Prominent Pakistani philanthropist Abdul Sattar Edhi was buried on the outskirts of Karachi yesterday after a state funeral attended by thousands of people.
Edhi, 88, died late on Friday after a long kidney illness, triggering an outpouring of grief for a man who transcended social, ethnic and religious divisions.
At one moment during the country’s first state funeral since the 1980s, a crowd broke through military lines at Karachi’s National Stadium to help carry Edhi’s coffin, which was draped with Pakistan’s green and white flag and covered with rose petals.
Over nearly 60 years Edhi’s charitable arm, the Edhi Foundation, established clinics and orphanages across Pakistan and ran a vast fleet of ambulances, offering help to poor communities failed by inadequate public health and welfare services.

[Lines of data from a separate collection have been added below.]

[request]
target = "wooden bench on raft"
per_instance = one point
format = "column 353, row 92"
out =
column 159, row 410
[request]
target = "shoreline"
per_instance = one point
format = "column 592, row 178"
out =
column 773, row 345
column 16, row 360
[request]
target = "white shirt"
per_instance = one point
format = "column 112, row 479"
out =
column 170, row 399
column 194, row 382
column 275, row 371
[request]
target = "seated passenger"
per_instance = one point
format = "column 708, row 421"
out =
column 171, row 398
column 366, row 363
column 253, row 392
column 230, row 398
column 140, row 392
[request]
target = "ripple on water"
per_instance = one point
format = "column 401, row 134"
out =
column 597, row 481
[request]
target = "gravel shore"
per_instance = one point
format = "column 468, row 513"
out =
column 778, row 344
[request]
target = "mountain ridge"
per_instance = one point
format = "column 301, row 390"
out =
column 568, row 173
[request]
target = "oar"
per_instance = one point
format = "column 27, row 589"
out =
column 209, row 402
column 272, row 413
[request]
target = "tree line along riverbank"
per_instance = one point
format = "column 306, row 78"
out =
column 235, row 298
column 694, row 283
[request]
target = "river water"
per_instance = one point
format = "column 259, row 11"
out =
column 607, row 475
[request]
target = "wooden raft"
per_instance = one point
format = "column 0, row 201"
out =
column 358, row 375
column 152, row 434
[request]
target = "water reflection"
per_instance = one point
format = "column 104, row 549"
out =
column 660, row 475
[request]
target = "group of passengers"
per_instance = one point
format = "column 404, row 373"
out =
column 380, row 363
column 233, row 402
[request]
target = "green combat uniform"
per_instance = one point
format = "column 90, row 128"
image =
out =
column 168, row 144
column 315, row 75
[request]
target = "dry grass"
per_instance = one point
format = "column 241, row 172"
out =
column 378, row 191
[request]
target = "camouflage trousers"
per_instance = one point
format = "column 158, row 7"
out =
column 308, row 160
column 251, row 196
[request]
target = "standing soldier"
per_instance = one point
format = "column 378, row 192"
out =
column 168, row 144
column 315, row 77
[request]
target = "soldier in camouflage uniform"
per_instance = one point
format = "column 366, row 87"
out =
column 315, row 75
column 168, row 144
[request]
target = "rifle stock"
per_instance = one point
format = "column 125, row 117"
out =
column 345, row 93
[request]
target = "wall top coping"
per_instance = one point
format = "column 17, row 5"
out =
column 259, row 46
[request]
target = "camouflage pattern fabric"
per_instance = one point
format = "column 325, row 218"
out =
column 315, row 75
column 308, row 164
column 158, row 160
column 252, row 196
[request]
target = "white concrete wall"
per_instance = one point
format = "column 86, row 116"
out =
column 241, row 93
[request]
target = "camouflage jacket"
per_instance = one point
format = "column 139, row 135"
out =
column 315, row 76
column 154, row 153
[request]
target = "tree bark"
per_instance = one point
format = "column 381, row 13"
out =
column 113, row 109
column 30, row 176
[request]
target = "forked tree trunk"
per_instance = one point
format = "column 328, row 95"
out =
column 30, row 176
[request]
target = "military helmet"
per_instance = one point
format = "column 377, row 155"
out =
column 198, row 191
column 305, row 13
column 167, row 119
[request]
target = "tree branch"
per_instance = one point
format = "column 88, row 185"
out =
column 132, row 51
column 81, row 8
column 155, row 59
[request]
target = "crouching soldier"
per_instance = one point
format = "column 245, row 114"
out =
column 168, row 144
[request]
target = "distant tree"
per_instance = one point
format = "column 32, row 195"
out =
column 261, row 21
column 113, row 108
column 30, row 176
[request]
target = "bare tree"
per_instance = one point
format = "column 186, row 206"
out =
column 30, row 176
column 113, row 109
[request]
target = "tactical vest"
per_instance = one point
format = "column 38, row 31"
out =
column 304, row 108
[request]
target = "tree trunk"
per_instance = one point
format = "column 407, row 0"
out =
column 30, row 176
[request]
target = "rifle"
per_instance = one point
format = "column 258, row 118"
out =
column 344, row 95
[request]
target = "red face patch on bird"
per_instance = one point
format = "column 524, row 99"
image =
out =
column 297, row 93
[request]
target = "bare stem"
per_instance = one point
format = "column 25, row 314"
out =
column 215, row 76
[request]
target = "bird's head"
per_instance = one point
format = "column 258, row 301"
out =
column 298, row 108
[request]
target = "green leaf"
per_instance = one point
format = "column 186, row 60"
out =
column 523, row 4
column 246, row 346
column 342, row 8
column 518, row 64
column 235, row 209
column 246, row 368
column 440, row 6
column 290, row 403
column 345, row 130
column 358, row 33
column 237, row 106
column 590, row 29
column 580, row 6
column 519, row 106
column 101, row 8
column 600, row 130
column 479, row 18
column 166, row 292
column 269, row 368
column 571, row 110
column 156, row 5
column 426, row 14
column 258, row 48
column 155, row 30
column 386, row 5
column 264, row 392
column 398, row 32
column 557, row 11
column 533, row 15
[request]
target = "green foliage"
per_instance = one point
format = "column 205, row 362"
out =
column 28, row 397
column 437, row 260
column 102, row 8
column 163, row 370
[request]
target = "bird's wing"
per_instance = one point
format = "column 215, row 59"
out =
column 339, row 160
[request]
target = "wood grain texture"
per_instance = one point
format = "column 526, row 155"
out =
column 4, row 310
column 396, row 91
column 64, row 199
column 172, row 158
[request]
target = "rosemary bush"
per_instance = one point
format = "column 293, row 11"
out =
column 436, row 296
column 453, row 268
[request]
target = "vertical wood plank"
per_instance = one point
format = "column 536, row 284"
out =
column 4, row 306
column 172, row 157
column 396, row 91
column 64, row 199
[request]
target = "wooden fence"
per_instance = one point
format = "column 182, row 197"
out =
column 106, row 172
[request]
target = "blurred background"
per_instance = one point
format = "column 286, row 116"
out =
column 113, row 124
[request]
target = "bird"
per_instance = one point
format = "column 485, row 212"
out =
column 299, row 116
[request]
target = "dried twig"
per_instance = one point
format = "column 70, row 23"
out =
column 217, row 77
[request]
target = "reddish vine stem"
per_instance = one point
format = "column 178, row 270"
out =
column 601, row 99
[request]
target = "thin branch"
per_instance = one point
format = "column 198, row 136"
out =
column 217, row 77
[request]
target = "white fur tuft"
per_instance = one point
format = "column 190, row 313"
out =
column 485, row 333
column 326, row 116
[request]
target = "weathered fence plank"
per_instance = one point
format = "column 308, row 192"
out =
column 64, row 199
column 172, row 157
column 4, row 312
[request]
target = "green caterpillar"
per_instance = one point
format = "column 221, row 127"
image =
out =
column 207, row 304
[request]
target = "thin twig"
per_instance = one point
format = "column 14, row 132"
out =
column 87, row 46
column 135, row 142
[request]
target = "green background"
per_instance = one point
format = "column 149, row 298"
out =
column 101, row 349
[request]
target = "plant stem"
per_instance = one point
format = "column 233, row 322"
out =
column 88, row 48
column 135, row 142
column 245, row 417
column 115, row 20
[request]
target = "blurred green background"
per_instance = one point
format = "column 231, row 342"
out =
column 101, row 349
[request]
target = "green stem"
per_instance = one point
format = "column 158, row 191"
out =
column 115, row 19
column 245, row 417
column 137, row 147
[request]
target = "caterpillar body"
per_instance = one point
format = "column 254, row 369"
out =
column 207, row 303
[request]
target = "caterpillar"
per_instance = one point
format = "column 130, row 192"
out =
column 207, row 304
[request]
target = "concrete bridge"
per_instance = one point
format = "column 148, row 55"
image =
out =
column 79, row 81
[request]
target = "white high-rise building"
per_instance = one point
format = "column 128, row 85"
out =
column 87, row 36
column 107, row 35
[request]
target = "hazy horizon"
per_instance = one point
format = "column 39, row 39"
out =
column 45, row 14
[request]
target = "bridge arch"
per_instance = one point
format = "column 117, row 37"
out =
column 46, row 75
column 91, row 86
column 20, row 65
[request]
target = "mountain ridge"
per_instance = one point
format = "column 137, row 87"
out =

Prime Minister Nawaz Sharif said Pakistan had lost “a great servant of humanity” and announced yesterday as a national day of mourning.
Many others took to social media to grieve over the loss of a
man they called “Angel of Mercy”.
“Edhi worked for the downtrodden all his life. Attending his funeral is the least we could do to pay our tributes,” shopkeeper Siraj Ahmed, 34, said outside the stadium where the army fired a 19-gun salute to mark Edhi’s death.
The foreign minister of India said Edhi “was a noble soul who dedicated his life in service of mankind”, while Pakistani teenage Nobel laureate Malala Yousafzai told the BBC she had nominated him for the same Peace prize.
Born in Gujarat in British India, Edhi and his Muslim family moved to Pakistan in 1947 during the violent partition of the subcontinent.
He built up his charity solely through donations, focusing on addicts, battered women, orphans and the disabled.
Renowned for an ascetic lifestyle and recognised by his long white beard and traditional black cap, Edhi was a hero to the poor.